好的,让我们根据这里使用的代码创建一个示例。

examp1 <- "When discussing performance with colleagues, teaching, sending a bug report or searching for guidance on mailing lists and here on SO, a reproducible example is often asked and always helpful. What are your tips for creating an excellent example? How do you paste data structures from r in a text format? What other information should you include? Are there other tricks in addition to using dput(), dump() or structure()? When should you include library() or require() statements? Which reserved words should one avoid, in addition to c, df, data, etc? How does one make a great r reproducible example?"

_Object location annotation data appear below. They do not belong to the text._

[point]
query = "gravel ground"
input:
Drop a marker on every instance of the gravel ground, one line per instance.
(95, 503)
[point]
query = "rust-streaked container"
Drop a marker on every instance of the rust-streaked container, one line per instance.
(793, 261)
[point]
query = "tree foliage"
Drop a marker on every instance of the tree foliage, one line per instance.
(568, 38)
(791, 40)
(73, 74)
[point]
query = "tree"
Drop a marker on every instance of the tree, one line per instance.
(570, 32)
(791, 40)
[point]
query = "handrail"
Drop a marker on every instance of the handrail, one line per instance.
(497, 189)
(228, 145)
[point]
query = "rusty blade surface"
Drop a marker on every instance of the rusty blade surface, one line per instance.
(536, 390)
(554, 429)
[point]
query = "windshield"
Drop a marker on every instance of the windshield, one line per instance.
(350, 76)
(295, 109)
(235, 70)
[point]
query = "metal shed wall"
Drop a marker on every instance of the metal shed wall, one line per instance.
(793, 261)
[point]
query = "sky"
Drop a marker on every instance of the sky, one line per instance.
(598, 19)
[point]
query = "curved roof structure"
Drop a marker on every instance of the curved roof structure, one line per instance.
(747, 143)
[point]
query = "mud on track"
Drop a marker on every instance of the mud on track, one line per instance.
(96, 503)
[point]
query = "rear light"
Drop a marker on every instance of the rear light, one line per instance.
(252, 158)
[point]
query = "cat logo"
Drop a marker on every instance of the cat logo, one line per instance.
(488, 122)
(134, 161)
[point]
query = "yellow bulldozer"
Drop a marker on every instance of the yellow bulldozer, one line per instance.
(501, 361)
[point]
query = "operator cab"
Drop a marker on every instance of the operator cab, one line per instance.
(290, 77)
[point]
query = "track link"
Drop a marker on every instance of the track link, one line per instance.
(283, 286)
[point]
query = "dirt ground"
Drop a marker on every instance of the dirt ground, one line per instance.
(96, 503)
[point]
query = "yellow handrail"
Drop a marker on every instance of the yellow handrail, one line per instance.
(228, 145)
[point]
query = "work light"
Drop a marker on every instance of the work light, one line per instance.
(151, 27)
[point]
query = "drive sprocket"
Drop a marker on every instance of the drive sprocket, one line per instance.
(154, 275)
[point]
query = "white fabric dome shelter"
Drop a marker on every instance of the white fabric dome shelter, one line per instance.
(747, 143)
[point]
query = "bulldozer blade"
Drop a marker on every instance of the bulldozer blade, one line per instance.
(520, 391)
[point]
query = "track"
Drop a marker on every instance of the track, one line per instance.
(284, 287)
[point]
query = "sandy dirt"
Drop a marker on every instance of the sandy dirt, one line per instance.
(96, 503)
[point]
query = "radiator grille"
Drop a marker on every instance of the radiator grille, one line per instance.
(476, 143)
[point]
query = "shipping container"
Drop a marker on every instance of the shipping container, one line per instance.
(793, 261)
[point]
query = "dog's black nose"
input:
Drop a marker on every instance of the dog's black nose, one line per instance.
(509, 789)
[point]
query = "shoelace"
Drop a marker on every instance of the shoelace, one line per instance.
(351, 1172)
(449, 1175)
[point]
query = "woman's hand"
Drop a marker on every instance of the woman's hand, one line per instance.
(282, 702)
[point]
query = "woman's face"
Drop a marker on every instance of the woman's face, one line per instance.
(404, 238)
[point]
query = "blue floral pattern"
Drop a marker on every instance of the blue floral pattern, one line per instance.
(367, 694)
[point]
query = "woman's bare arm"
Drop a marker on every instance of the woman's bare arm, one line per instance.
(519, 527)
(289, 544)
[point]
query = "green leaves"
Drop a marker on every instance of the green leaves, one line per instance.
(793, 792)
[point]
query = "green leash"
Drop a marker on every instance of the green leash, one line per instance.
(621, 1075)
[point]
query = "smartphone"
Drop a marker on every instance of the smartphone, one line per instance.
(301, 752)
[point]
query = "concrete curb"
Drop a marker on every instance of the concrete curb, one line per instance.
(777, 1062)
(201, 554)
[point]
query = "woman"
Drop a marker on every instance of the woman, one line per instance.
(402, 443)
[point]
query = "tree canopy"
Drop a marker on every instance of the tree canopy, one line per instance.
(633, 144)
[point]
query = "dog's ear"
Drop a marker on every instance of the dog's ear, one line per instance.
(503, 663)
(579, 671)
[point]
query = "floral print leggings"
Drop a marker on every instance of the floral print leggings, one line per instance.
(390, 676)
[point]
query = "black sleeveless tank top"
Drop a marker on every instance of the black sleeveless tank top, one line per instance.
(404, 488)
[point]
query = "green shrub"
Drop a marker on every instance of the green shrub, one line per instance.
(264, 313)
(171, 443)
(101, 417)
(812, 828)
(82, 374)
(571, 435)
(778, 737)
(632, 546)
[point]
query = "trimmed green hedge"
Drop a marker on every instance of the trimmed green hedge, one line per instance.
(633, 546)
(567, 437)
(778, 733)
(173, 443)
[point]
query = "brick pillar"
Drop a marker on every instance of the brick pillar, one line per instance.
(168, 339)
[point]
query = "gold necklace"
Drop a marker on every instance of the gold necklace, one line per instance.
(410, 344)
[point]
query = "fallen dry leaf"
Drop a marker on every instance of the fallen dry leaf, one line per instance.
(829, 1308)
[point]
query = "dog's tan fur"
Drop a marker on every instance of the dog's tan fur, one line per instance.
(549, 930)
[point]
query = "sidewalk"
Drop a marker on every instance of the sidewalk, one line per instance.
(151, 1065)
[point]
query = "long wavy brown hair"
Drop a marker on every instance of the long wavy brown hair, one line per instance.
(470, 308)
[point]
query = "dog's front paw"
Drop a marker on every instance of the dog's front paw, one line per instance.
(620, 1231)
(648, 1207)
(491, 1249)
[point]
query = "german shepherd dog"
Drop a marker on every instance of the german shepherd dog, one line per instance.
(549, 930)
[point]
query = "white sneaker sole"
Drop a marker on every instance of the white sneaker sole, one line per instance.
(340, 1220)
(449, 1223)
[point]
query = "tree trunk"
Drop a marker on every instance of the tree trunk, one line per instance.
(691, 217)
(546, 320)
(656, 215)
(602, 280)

examp2 <- "Sometimes the problem really isn't reproducible with a smaller piece of data, no matter how hard you try, and doesn't happen with synthetic data (although it's useful to show how you produced synthetic data sets that did not reproduce the problem, because it rules out some hypotheses). Posting the data to the web somewhere and providing a URL may be necessary. If the data can't be released to the public at large but could be shared at all, then you may be able to offer to e-mail it to interested parties (although this will cut down the number of people who will bother to work on it). I haven't actually seen this done, because people who can't release their data are sensitive about releasing it any form, but it would seem plausible that in some cases one could still post data if it were sufficiently anonymized/scrambled/corrupted slightly in some way. If you can't do either of these then you probably need to hire a consultant to solve your problem" 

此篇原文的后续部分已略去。